Improving LLMs Isn't About Making Them More Powerful

Like the steam powered engines of the industrial age supercharging human muscle, LLMs are now doing the same with the human brain. They are powerful, and getting more so through self-learning via ML algorithms and human validation. However in these early days of open access LLMs are vulnerable to misuse, and that should be the primary focus of LLM development and governance, not making them run faster or even improving accuracy.

TECHNOLOGY

Vlad Katsva

2/25/20242 min read

Security, interpretability, and ethical use are the next frontier of LLM improvement.

LLMs aren't that different than humans.

Like us, they learn through training.
Like us, they pick the right tools to execute a task.
Like us, they don't reproduce things exactly (lossy compression) but they can recall, using it to summarize and make conclusions.
Like us, they sometimes get things wrong before they get it right.

And that's where they are both like and unlike us.

We generally (not always!) know what we do and don't know. Humans (especially wiser ones) often express doubt, acknowledging the limits of their knowledge. Do LLMs know what they don't know, or when less than fully confident in their knowledge do they fairly represent it in their answers? Or do they simply make stuff up? And when they do, how would we know?

With humans, you can look at their credentials and weigh their opinions accordingly. If not satisfied, we go seek a 2nd opinion.
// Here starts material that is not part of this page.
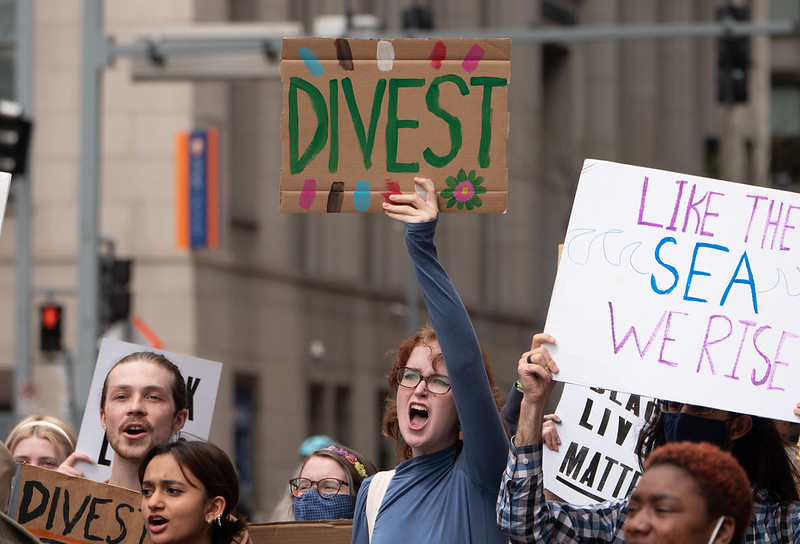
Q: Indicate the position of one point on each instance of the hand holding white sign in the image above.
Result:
(536, 368)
Can we do that with LLMs? Or do they share common enough training data where they may hallucinate about the same things?

This video is terrific intro to LLMs by
Andrej Karpathy.

There are problems with LLMs some which he explains in the video:
- identifying what's true and what's made up (hallucinations)
- identifying what is human- and what is AI-generated (deepfakes)
- understanding how conclusions are made (interpretability)
- preventing jailbreaking and malicious use

So 'improving' a model is fundamentally about equipping it with the right self-governance and security mechanisms where it serves for good. Not about making it bigger or faster.